Working Capital Survey 2025 von Hackett

The Hackett Group, Inc. (NASDAQ: HCKT), die führende Gen AI- und strategische Beratung für digitale Transformation präsentiert in ihrer aktuell veröffentlichten Working Capital-Studie “EU 1000 WC Results” alarmierende Ergebnisse und Zahlen: 2024 blieben bei den untersuchten 1000 europäischen Unternehmen insgesamt 1,4 Billionen Euro ungenutzt ̶̶ das entspricht 14 Prozent der gesamten Umsätze dieser Unternehmen. 2023 lag der Wert des ungenutzten Working Capital-Potentials bei 1,3 Billionen Euro.
Schuld an der Verschlechterung der Unternehmensliqidität sind vor allem steigende Zahlungsziele, höhere Lagerbestände und ein herausforderndes makroökonomisches Umfeld mit sinkenden Umsätzen und steigenden Finanzierungskosten.
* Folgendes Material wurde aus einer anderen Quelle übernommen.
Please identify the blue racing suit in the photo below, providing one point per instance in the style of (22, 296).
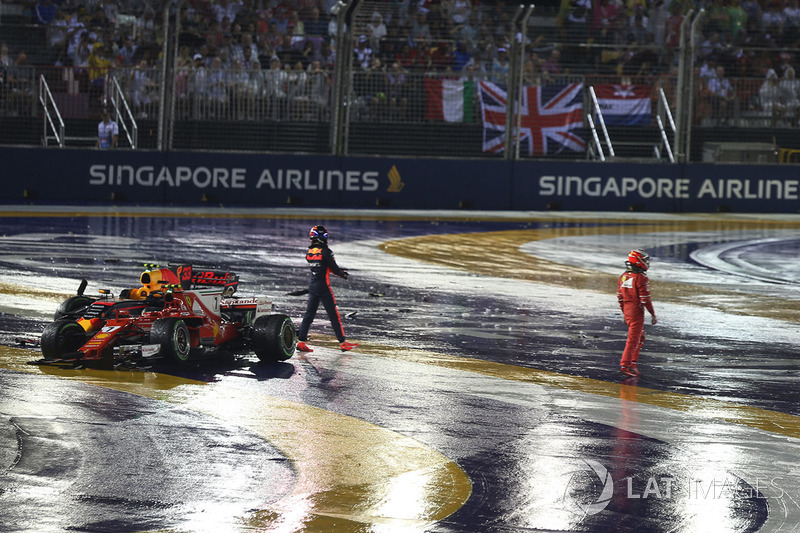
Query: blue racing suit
(320, 259)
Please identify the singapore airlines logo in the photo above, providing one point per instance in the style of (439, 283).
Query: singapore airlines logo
(395, 181)
(582, 495)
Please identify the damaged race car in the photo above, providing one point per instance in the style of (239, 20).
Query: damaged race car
(178, 313)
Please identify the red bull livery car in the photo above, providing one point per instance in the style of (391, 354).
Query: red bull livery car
(177, 313)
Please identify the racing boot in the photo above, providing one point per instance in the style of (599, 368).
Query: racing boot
(303, 347)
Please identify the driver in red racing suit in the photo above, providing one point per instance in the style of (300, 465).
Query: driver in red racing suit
(320, 259)
(633, 293)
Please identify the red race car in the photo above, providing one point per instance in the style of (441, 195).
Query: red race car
(178, 312)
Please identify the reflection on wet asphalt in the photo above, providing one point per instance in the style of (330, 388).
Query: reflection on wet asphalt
(485, 394)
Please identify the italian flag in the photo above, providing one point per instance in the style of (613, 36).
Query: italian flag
(449, 100)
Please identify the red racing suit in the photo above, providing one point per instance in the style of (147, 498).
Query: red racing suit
(633, 293)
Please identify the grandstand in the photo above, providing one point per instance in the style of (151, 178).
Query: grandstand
(602, 80)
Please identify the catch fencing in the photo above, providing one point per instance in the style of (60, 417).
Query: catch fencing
(399, 79)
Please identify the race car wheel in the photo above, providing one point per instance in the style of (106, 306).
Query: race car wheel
(173, 336)
(274, 338)
(72, 306)
(61, 337)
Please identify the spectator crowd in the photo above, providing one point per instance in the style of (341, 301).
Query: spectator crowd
(252, 59)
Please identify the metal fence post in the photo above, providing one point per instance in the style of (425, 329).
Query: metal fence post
(520, 75)
(512, 98)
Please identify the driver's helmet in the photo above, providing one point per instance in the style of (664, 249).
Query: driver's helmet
(318, 233)
(638, 260)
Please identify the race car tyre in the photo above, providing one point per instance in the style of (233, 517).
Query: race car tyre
(72, 306)
(172, 334)
(274, 338)
(61, 337)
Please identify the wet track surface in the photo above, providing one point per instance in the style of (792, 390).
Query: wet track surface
(484, 396)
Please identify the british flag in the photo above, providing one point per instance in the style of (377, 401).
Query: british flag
(549, 118)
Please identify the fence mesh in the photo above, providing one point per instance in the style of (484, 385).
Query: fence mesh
(433, 78)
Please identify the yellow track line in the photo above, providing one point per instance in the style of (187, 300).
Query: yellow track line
(351, 475)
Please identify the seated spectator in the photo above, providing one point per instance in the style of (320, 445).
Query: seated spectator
(773, 21)
(315, 27)
(5, 59)
(604, 17)
(721, 96)
(737, 20)
(144, 90)
(127, 52)
(327, 56)
(296, 25)
(100, 63)
(792, 28)
(552, 65)
(376, 31)
(772, 98)
(20, 82)
(420, 29)
(791, 92)
(45, 12)
(362, 54)
(396, 92)
(275, 87)
(500, 67)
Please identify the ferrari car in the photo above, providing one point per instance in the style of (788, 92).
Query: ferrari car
(177, 313)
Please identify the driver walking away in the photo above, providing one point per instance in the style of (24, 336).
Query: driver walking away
(320, 259)
(633, 293)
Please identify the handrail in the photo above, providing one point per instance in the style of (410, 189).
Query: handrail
(596, 109)
(597, 145)
(664, 104)
(117, 97)
(45, 98)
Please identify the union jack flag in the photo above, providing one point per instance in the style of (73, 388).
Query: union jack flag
(548, 117)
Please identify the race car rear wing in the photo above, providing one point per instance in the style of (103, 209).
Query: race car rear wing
(192, 277)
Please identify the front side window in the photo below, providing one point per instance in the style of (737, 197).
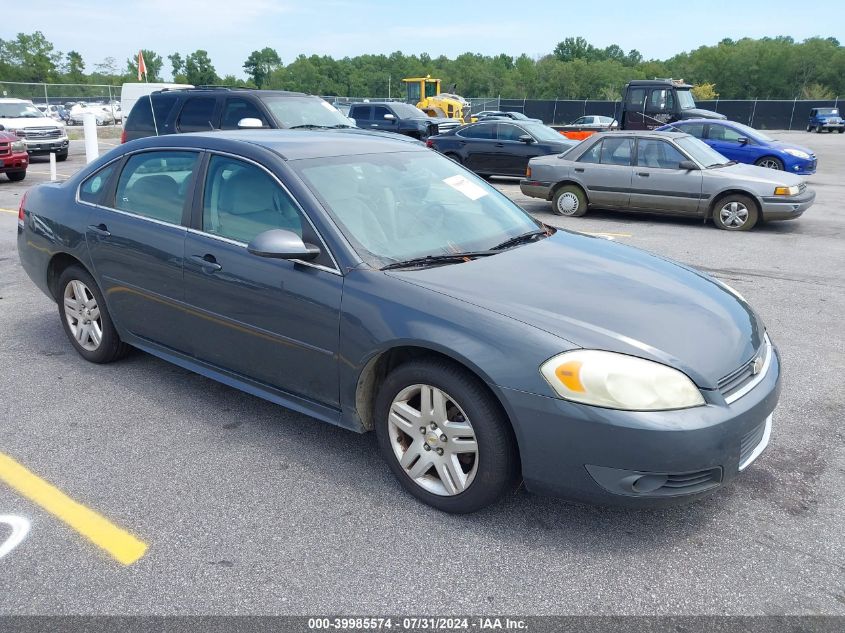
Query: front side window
(94, 187)
(237, 109)
(197, 115)
(242, 200)
(659, 154)
(156, 184)
(616, 151)
(480, 131)
(401, 205)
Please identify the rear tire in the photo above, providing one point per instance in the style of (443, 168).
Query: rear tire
(735, 212)
(570, 201)
(85, 317)
(423, 401)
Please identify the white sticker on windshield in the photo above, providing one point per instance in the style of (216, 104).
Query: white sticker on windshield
(466, 187)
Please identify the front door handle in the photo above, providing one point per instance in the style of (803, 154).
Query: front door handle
(208, 262)
(100, 229)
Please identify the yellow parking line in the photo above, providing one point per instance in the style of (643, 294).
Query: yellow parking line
(120, 544)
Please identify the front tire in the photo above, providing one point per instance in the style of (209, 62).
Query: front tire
(444, 437)
(770, 162)
(85, 318)
(735, 212)
(570, 201)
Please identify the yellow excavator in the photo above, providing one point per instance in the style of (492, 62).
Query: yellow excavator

Die Studie zeigt im Detail:
- Der Cash Conversion Cycle (CCC, Geldumschlagsdauer), also die Dauer zwischen der Beschaffung von Rohstoffen und Materialien bis zum Geldeingang für den Verkauf fertiger Produkte und Waren verlängerte sich gegenüber dem Vorjahr um 3 Prozent auf 44,8 Tage.
- Die DSO, die Debitorenlaufzeit, erhöhte sich von 47 auf 48 Tage.
- Der DIO-Wert, die Bestandsreichweite der Lagervorräte, wuchs von 66 auf 68,8 Tage an und erreichte damit den höchsten Wert innerhalb der letzten 10 Jahre.
- Die Kreditorenlaufzeit (DPO) verbesserte sich um 3 Prozent von 70 auf 72,6 Tage.
Dabei gibt es erhebliche Unterschiede in den europäischen Ländern: Die deutschen Unternehmen verschlechterten ihren CCC-Wert um 7 Prozent, UK um 2 Prozent, während französische und nordische Unternehmen leichte Verbesserungen erzielten.
Tim Ross, bei The Hackett Group Practice Lead Digital Procurement für Zentraleuropa und Nordics, sieht in Gen AI ein “wichtiges Instrument, um brachliegendes Working Capital zur Steigerung der Liquidität zu erschließen und damit weitere Kredikosten zu vermeiden”. Das aber erfordert “erhebliche betriebswirtschaftliche Disziplin und den Einsatz von Gen AI und Advanced Analytics” , führt er weiter aus. Nur damit kann das DSO-18-Tage-Gap zwischen Top-Performern und durchschnittlichen Unternehmen abgebaut werden: etwa durch die Vermeidung exzessiver Lagerhaltung und die Verbesserung der Zahlungspflichten sowie eine konsequentere Steuerung entlang der gesamten Source-to-Pay- und Order-to-Cash-Prozesse.
Dabei spielt auch der digitale Einkauf eine zentrale Rolle: „Ein Großteil der strukturellen Treiber von Working Capital entsteht im Einkauf – etwa durch Bestellmengen, Zahlungsbedingungen, Lieferantenauswahl und PO-Disziplin. Moderne E-Procurement- und Purchase-to-Pay-Lösungen, unterstützt durch Gen AI, machen diese Hebel erstmals transparent und aktiv steuerbar“, so Ross.
Dabei helfen Gen AI und Advanced Analytics:
- Receivables, also Geldforderungen, können automatisiert und beschleunigt werden, wodurch verspätete Zahlungseingänge reduziert, Risiken früh erkannt und Mahnprozesse priorisiert werden können.
- Die Lagerhaltung kann durch AI und optimiertes Master-Data-Management exakte Prognosen und Planungen liefern. Das ermöglicht eine bessere Bestandssteuerung und Real Time-Fertigung auch bei negativen Veränderungen in den jeweiligen Märkten.
- Payables, also die Zahlungen an Lieferanten, können durch Gen AI optimiert werden: Routinen werden automatisiert, das Supplier Relationship Management wird verbessert und Liquidität wird erhalten, ohne dass es zu Störungen im Supply Chain Management kommt. In Kombination mit E-Procurement-Plattformen lassen sich Zahlungsziele, Skontopotenziale und Lieferantenkonditionen systematisch analysieren und verbessern.
Die europäischen Finance-Führungskräfte haben die Bedeutung des “konsequenten Working Capital-Managements erkannt – gerade in Zeiten globaler Spannungen, sinkender Umsätze und steigender Kreditzinsen”, so Tim Ross. Das belegt auch die Key Issues Study 2025 der Hackett Group: Die Optimierung des Working Capitals nimmt Platz 1 auf der Finance-Agenda der untersuchten Unternehmen ein.